Em 25 de setembro de 1988, fundou com vários intelectuais mossoroenses, a Academia Mossoroense de Letras-AMOL. É o primeiro ocupante da cadeira 11, cujo patrono foi Luiz Ferreira Cunha da Mota, Padre Mota (1897-1966). Essa entidade cultural lhe era bastante familiar, visto que seu tio materno, médico Raimundo Nonato Cavalcanti Nunes (Raimundo Nunes) foi o primeiro ocupante da cadeira 28. Raimundo Nunes faleceu aos 19 de janeiro de 1990 em Natal-RN. Quem sucedeu seu tio foi o seu irmão, José Fernandes Dantas. É sócio do Instituto Cultural do Oeste Potiguar (ICOP) e da Academia de Ciências Jurídicas e Sociais de Mossoró (ACJUS).

Publicou vários trabalhos: Contribuição de Leão XII à questão social (1966); Homenagem Póstuma ao Acadêmico Raimundo Nonato Nunes (1990); Os Bastidores de uma Luta (1991), dentre outros.

Com uma trajetória reconhecida em defesa da Educação e da Sociedade Potiguar, o Padre Sátiro Cavalcanti Dantas lançou na noite de 08 de dezembro de 2015, o livro Reflexões – Programas da FM Educativa Santa Clara. Trata-se de uma coletânea dos melhores momentos de seu programa diário na FM Santa Clara (105), apresentado sempre às 18h. O título foi cuidadosamente compilado pelos escritores David Leite e Clauder Arcanjo, da editora Sarau das Letras, em uma justa homenagem ao padre. A data marcou os 61 anos de sua ordenação sacerdotal e os 161 anos do dogma da Imaculada Conceição.

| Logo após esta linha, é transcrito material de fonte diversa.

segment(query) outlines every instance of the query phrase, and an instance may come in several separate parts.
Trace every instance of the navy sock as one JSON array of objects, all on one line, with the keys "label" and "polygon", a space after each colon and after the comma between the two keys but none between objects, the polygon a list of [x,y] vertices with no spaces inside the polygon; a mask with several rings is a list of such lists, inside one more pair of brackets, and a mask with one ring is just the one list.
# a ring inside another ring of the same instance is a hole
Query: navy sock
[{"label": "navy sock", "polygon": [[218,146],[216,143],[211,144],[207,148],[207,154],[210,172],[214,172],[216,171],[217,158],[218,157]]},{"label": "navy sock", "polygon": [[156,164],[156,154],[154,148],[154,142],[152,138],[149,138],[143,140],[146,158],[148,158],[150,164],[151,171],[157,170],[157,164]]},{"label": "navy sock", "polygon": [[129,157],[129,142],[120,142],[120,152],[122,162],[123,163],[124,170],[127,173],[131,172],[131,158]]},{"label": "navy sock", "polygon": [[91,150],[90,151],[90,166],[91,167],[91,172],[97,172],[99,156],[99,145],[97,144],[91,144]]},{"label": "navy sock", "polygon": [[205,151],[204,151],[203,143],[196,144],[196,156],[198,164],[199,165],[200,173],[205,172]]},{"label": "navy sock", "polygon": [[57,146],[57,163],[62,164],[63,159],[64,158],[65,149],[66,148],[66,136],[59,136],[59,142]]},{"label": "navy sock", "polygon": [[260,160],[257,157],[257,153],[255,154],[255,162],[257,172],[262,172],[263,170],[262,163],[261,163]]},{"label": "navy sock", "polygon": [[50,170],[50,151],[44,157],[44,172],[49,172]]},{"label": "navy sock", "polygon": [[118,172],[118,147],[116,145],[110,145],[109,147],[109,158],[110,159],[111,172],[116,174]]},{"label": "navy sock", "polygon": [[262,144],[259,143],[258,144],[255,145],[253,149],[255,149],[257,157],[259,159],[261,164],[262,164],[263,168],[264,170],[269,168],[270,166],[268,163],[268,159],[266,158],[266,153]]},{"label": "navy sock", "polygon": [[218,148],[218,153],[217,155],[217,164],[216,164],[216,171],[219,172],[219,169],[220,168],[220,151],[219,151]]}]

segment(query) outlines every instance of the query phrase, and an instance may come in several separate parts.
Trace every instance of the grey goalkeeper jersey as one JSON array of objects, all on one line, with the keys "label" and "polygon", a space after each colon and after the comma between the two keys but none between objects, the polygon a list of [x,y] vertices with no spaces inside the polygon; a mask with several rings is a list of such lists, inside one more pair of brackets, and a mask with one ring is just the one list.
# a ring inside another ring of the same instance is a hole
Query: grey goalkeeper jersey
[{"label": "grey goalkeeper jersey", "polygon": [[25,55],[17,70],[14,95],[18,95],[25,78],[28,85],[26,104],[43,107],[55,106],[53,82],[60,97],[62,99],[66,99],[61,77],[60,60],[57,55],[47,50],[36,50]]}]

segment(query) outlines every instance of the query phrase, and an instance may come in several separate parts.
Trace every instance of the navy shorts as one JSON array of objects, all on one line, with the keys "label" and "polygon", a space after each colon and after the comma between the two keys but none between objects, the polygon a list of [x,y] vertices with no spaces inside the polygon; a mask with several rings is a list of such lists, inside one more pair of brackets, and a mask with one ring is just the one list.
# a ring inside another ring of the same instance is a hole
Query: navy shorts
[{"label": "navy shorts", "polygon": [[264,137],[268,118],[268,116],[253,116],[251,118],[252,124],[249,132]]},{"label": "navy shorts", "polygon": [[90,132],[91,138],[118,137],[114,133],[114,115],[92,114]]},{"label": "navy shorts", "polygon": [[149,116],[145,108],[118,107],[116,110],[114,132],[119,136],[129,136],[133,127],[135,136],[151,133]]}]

Padre Sátiro deixou a direção do Colégio Diocesano Santa Luzia em 8 de junho de 2016, em bela solenidade. Emocionado, pediu ao bispo Dom Mariano Manzana que o seu dileto conterrâneo, Padre Charles Lamartine de Sousa Freitas, o sucedesse.

Sátiro mantém a sua participação nos eventos, inaugurações, solenidades, lançamentos, na cidade de Mossoró. Apesar de não se considerar como presença ativa, e sim mais contemplativa e de entusiasmo. Ele, de fato, entusiasma as gerações novas. Porque a sua atividade fecunda nos mais diversos ramos de atividade, enriquece não apenas a gleba mossoroense, como o oeste potiguar, em especial.

Em sua terra natal, Padre Sátiro foi merecidamente homenageado, como patrono de biblioteca, a Biblioteca Setorial Padre Sátiro Cavalcanti Dantas do Campus Avançado de Pau dos Ferros. Inaugurada em 30 de novembro de 2018 pela manhã, contou com a ilustre presença do homenageado. Na ocasião, num dos momentos mais marcantes da solenidade, afirmou Padre Sátiro, sendo muito aplaudido.

 

Não escrevi nenhum discurso de propósito, para que meu coração se abrisse em Pau dos Ferros… Quero documentar minha presença nessa solenidade e na Biblioteca, para que ela tenha sempre uma parte de mim. Por isso, decidi doar toda a obra de Santo Agostinho do acervo da minha biblioteca pessoal.